У Чжэнь, держа его за руку, тайком увела его в свои покои: ещё днём велела приготовить там воду.
— Говорят, свадьба одно мучение. Иди умойся. Вот лёгкий чай и закуски: на пиру ты толком не ел, наверно проголодался? — Такая предусмотрительность в её исполнении заставила бы и гогуна Юй, и императрицу вытаращить глаза.
Мэй Чжуюй налил воду, отжал полотенце, но сам не стал умываться, а подал его У Чжэнь и аккуратно расправил ей волосы. Она перед этим растрепала причёску, рвя шпильки как попало; он терпеливо распутал спутанные пряди, и волосы мягкой волной упали ей на плечи.
У Чжэнь улыбнулась, приняла полотенце, вытерла вс, что было на ее лице, на минуту положила тёплую ткань на щёки и, откинувшись, устроилась спиной у него на груди. Прислушалась и вдруг хихикнула: «Господин, у тебя сердце слишком громко стучит».
Сквозь полотенце голос звучал глухо; если бы она отняла ткань, то увидела бы, что на лице её застенчивого господина, кроме смущения, горят ещё и страстные тени. Он ничего не сказал, лишь медленно склонился и уткнулся лицом в её распущенные волосы, кончиком носа и губами едва касаясь её кожи.
Вдруг он поднял руки и, подхватив У Чжэнь с низкого столика, прижал к себе. Полотенце с её лица соскользнуло; она не стала поднимать, а только обняла его за шею и подарила короткий, как прикосновение крыльев, поцелуй.

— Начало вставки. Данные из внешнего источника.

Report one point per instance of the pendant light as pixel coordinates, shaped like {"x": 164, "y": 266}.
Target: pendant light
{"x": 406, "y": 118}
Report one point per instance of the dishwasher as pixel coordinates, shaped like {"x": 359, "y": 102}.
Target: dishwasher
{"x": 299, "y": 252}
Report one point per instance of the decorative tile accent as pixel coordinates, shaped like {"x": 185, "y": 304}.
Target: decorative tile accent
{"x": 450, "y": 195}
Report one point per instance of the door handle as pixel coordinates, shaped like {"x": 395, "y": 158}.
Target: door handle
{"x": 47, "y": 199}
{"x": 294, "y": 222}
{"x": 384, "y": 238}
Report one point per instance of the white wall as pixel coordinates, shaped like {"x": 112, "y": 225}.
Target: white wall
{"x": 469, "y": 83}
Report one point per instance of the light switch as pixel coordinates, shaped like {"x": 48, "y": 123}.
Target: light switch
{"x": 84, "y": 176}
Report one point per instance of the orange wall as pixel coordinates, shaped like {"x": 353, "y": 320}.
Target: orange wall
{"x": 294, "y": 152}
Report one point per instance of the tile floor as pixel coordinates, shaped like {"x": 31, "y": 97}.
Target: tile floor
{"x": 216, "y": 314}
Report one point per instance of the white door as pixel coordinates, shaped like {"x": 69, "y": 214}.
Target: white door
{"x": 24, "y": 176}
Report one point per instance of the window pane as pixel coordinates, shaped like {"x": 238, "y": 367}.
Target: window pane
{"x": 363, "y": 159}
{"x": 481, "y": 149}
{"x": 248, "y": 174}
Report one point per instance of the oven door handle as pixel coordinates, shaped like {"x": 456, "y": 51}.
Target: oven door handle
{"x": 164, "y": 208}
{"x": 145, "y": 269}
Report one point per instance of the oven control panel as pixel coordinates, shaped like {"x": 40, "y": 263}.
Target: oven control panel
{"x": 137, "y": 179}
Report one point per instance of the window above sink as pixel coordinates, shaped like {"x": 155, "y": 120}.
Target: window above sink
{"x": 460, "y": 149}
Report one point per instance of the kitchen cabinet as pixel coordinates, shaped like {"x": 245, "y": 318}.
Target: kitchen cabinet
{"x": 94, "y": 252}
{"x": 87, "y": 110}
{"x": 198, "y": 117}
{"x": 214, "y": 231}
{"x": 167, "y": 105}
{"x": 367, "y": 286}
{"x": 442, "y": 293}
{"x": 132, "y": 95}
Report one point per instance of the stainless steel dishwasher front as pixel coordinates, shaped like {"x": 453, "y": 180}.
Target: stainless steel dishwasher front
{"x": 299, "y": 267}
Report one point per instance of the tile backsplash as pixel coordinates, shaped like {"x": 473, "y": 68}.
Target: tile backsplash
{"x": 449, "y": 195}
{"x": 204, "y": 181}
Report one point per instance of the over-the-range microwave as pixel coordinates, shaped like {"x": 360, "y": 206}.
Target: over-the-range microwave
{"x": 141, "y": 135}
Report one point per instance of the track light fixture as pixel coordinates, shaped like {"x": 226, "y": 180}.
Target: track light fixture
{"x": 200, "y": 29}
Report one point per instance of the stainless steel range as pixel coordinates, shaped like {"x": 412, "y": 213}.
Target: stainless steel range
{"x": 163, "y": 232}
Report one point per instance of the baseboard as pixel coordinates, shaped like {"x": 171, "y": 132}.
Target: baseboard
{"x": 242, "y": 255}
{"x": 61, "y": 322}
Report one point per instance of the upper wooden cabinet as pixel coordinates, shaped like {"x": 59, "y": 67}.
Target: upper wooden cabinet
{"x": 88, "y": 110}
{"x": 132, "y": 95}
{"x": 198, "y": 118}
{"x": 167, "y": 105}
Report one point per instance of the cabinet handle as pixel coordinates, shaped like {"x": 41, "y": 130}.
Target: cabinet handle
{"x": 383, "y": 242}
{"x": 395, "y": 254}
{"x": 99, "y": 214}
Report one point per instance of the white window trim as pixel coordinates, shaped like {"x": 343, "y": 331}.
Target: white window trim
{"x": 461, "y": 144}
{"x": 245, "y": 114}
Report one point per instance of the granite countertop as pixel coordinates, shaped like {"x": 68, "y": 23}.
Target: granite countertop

— Пойдём в мою комнату? — спросила она вполголоса.
— Хорошо, — отозвался он сипло.
Её ложe стояло, как ей нравилось, у южного окна; створки были распахнуты, и из комнаты виден был весь пионовый сад позади. У Чжэнь любила живую пестроту, поэтому в её дворе цвели пионы всех мастей; днём они ослепительны, а ночью как будто укрываются мягкой дымкой и кажутся сновидением.
Большое окно было устроено потому, что она обожала лежать на этой кровати и смотреть на цветы. В эту ночь на ложe их было двое, но у них не было намерения любоваться цветами.